Integrating whole genome sequencing, methylation, gene expression, topological associated domain information in regulatory mutation prediction: A study of follicular lymphoma

Comput Struct Biotechnol J. 2022 Mar 23:20:1726-1742. doi: 10.1016/j.csbj.2022.03.023. eCollection 2022.

Abstract

A major challenge in human genetics is of the analysis of the interplay between genetic and epigenetic factors in a multifactorial disease like cancer. Here, a novel methodology is proposed to investigate genome-wide regulatory mechanisms in cancer, as studied with the example of follicular Lymphoma (FL). In a first phase, a new machine-learning method is designed to identify Differentially Methylated Regions (DMRs) by computing six attributes. In a second phase, an integrative data analysis method is developed to study regulatory mutations in FL, by considering differential methylation information together with DNA sequence variation, differential gene expression, 3D organization of genome (e.g., topologically associated domains), and enriched biological pathways. Resulting mutation block-gene pairs are further ranked to find out the significant ones. By this approach, BCL2 and BCL6 were identified as top-ranking FL-related genes with several mutation blocks and DMRs acting on their regulatory regions. Two additional genes, CDCA4 and CTSO, were also found in top rank with significant DNA sequence variation and differential methylation in neighboring areas, pointing towards their potential use as biomarkers for FL. This work combines both genomic and epigenomic information to investigate genome-wide gene regulatory mechanisms in cancer and contribute to devising novel treatment strategies.

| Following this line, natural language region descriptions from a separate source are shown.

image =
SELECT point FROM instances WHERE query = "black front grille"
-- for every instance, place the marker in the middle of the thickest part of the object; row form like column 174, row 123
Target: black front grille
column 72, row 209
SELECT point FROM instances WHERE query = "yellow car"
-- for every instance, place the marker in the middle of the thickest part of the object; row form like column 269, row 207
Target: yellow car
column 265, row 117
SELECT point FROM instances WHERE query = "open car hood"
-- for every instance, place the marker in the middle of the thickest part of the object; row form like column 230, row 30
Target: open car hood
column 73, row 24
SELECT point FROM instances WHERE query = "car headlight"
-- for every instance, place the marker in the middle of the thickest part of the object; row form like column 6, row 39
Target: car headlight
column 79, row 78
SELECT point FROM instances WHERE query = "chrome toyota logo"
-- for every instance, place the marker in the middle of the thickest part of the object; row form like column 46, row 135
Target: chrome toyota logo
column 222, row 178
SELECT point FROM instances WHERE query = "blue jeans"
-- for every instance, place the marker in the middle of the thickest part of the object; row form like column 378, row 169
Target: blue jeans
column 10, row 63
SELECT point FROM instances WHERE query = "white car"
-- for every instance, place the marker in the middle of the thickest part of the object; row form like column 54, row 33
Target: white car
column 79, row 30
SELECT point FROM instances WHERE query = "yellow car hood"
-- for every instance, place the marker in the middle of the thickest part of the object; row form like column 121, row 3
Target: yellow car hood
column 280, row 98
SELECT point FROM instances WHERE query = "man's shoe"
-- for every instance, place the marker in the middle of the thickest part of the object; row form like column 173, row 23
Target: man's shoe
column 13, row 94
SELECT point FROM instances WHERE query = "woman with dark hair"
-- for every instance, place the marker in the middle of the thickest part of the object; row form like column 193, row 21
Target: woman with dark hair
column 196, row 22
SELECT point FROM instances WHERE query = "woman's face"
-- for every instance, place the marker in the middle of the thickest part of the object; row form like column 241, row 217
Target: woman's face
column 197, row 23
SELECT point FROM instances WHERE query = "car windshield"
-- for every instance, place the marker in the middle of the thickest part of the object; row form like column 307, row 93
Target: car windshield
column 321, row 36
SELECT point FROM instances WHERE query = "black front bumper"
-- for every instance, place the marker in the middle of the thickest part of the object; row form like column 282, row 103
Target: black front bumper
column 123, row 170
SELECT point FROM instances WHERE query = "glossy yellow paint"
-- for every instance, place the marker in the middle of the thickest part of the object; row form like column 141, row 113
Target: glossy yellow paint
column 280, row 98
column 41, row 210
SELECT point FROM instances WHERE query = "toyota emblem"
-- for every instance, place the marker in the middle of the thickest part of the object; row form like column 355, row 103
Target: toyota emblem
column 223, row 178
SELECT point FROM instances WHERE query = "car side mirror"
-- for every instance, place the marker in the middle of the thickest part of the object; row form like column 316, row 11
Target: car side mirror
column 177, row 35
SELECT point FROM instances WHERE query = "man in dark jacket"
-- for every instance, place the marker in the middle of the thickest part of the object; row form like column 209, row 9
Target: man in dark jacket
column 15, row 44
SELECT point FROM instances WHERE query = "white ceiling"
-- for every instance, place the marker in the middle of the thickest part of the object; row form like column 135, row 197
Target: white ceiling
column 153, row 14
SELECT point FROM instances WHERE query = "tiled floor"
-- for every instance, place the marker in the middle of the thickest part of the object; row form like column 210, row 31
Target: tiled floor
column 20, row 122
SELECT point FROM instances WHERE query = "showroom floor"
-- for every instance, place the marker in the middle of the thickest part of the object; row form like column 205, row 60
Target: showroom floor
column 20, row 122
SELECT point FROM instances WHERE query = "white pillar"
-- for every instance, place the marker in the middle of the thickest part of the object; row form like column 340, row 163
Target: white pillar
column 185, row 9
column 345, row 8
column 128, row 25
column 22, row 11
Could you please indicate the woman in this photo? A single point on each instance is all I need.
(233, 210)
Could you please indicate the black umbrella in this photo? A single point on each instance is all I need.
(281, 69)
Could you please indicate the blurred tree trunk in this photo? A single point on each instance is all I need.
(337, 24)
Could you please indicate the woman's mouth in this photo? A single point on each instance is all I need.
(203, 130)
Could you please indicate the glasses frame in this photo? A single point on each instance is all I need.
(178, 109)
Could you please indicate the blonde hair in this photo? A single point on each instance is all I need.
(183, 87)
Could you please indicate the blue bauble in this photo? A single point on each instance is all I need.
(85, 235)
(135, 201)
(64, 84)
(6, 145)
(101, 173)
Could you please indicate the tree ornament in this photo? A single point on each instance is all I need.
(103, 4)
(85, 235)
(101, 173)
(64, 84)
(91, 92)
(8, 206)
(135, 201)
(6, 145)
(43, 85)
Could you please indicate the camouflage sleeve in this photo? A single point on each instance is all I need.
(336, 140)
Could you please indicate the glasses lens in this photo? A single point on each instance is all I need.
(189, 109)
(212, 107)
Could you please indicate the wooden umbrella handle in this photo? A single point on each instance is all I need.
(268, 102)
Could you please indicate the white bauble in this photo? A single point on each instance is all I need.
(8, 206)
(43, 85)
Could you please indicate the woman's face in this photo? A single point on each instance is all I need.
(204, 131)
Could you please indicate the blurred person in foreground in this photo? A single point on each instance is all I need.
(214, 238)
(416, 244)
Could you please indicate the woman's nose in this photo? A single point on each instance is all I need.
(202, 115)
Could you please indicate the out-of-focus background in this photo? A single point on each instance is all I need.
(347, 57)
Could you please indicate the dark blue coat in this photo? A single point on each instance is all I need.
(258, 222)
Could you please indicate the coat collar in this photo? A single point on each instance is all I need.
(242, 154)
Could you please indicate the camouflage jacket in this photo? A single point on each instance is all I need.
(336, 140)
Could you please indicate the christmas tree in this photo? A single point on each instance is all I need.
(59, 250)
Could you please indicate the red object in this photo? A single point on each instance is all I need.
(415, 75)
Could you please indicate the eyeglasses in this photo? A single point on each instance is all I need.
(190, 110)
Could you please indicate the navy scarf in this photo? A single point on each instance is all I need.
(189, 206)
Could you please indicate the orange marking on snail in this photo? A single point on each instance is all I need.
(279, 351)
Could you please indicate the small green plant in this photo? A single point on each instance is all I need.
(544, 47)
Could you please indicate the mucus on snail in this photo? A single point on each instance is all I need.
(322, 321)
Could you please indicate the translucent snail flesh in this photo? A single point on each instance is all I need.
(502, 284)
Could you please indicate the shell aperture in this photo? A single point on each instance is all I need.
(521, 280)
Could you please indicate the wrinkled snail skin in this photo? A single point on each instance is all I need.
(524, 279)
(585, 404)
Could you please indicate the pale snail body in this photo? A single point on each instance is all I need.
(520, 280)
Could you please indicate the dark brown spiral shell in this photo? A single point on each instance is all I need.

Keywords: 3D chromatin domain; Cancer; Epigenome; Genome; Integrative data analysis; Machine learning; Regulatory mutation; T-distributed stochastic neighbor embedding, t-SNE; differentially expressed gene, DEG; differentially methylated region, DMR; follicular lymphoma, FL; group mean difference, GMD; principal component analysis, PCA; single nucleotide variation, SNV; topologically associated domain, TAD.